We will also add section 24 of the Immigration Act to the priority offences list in schedule 7. Although the offences in section 2 cannot be carried out online, paragraph 33 of the schedule states the priority illegal content includes the inchoate offences relating to the offences listed. Therefore aiding, abetting, counselling and conspiring in those offences by posting videos of people crossing the channel that show the activity in a positive light could be an offence that is committed online and therefore fall within what is priority illegal content. The result of this amendment would therefore be that platforms would have to proactively remove that content. I am grateful to my hon. Friend the Member for Dover and my right hon. Friends the Members for South Holland and The Deepings and for Maidenhead for raising this important issue and I would be happy to offer them a meeting with my officials to discuss the drafting of this amendment ahead of it being tabled in the other place.
We recognise the strength of feeling on the issue of harmful conversion practices and remain committed to protecting people from these practices and making sure that they can live their lives free from the threat of harm or abuse. We have had constructive engagement with my hon. Friend the Member for Rutland and Melton (Alicia Kearns) on her amendment 84, which seeks to prevent children from seeing harmful online content on conversion practices. It is right that this issue is tackled through a dedicated and tailored legislative approach, which is why we are announcing today that the Government will publish a draft Bill to set out a proposed approach to banning conversion practices. This will apply to England and Wales. The Bill will protect everybody, including those targeted on the basis of their sexuality or being transgender.
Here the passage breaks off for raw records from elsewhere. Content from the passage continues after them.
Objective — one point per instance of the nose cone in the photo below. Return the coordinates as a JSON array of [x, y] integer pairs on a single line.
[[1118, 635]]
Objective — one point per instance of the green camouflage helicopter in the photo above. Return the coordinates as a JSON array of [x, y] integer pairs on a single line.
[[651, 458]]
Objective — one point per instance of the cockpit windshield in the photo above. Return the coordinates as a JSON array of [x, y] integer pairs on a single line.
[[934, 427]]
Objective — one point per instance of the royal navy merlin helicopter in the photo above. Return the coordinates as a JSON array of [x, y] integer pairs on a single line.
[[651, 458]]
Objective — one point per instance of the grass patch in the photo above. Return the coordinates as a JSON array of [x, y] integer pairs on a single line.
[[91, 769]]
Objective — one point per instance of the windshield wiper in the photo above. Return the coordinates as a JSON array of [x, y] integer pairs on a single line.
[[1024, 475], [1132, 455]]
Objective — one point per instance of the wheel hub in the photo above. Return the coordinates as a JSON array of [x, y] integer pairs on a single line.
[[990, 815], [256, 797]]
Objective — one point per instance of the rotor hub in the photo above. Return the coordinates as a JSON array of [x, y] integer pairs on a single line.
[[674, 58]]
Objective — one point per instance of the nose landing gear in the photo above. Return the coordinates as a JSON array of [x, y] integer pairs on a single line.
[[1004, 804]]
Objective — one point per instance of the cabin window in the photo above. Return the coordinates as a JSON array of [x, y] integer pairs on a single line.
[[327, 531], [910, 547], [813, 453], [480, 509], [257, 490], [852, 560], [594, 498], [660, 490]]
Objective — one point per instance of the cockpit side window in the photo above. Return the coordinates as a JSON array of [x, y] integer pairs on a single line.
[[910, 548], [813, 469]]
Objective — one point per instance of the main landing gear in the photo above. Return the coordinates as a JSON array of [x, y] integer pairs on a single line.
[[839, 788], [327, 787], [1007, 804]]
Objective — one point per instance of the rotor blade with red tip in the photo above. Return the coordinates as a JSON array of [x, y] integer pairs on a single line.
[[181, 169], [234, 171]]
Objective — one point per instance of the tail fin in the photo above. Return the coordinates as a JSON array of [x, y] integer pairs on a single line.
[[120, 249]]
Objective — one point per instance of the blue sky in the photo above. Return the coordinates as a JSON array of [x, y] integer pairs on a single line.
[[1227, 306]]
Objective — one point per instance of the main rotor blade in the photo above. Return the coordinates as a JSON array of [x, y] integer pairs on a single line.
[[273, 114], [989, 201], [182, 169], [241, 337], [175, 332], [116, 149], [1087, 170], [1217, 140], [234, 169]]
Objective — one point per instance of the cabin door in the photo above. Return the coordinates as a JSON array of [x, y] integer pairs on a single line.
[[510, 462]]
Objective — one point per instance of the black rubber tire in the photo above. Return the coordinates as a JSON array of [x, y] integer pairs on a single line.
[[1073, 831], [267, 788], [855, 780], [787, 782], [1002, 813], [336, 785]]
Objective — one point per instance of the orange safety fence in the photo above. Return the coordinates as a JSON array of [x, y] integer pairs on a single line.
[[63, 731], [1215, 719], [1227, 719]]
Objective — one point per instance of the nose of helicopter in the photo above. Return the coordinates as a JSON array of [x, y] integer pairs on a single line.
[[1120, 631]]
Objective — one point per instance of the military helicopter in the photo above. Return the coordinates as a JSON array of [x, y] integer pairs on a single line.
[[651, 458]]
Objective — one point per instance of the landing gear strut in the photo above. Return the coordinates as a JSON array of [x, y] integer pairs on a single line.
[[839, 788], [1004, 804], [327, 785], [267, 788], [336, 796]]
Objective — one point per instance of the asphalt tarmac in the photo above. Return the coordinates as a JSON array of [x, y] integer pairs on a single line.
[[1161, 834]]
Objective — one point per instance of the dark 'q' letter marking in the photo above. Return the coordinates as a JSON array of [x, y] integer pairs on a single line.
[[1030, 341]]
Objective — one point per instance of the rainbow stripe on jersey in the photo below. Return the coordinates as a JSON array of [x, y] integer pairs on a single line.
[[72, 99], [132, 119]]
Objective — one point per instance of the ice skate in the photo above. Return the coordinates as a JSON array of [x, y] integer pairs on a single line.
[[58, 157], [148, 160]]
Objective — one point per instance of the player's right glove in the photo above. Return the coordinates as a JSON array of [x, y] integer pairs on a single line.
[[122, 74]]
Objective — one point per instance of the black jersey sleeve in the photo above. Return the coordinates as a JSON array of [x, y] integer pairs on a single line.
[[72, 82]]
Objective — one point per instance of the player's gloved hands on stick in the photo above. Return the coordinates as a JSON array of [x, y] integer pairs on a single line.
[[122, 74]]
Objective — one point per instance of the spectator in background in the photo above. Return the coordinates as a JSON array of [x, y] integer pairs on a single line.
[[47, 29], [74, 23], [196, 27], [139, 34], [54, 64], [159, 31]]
The Government will publish the Bill shortly and will ask for pre-legislative scrutiny by a Joint Committee in this parliamentary Session.
This is a complex area and pre-legislative scrutiny exists to help ensure that any Bill introduced to Parliament does not cause unintended consequences. It will also ensure that the Bill benefits from stakeholder expertise and input from parliamentarians. The legislation must not, through a lack of clarity, harm the growing number of children and young adults experiencing gender-related distress through inadvertently criminalising or chilling legitimate conversations that parents or clinicians may have with children. This is an important issue, and it needs the targeted and robust approach that a dedicated Bill would provide.